Daniel Colson : Historiquement l’anarcho-syndicalisme et le syndicalisme révolutionnaire sont des mots qui sont liés à des mouvements et des moments de l’anarchisme ouvrier très particuliers, principalement la France pour le syndicalisme révolutionnaire, de la fin du XIXème siècle à 1914, soit une quinzaine d’année, et l’Espagne pour l’anarcho-syndicalisme, du début des années vingt à 1936, soit là encore une quinzaine d’années. Mais ces expériences ou ces mouvements sont singuliers (comme toute chose) et il a existé beaucoup d’autres formes de luttes ouvrières et libertaires.

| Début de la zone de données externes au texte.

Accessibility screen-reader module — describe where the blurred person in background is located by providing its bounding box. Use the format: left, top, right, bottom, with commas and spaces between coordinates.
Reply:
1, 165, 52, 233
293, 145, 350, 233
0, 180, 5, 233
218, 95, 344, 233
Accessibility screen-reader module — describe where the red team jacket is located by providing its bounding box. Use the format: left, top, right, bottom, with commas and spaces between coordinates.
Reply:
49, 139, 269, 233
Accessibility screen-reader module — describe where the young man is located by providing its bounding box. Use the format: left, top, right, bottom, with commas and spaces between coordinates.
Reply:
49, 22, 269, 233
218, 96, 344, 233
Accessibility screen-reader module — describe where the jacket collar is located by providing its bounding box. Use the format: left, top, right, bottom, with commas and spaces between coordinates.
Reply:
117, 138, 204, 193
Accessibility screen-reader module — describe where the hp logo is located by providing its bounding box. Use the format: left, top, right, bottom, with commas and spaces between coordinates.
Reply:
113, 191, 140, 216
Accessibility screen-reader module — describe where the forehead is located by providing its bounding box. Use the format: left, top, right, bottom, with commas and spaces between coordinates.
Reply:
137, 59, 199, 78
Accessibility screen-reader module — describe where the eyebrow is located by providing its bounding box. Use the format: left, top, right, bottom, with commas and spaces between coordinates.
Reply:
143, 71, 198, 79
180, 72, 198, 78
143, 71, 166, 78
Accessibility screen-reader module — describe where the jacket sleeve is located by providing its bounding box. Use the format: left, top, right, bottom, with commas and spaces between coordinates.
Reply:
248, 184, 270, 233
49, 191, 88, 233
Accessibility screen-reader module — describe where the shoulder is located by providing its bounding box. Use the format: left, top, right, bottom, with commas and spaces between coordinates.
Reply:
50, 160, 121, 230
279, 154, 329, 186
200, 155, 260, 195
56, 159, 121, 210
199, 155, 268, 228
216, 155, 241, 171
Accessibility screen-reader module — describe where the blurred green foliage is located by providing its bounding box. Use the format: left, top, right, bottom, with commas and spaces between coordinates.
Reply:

Des mouvements aussi puissants et différents que l’anarchisme ouvrier argentin par exemple (la FORA) ou les I.W.W. d’Amérique du nord, ne relèvent ni de l’un ni de l’autre, mais chaque fois d’un agencement tout aussi singulier entre anarchisme et luttes ouvrières. Il y a toujours un risque pour tout mouvement et pratiques effectives de transformer les noms qu’ils se donnent ou qu’on leur donne dans une situation données, en modèles d’action et d’organisation dans d’autres situations, en particulier lorsque ces pratiques et ces mouvements disparaissent ou changent de nature.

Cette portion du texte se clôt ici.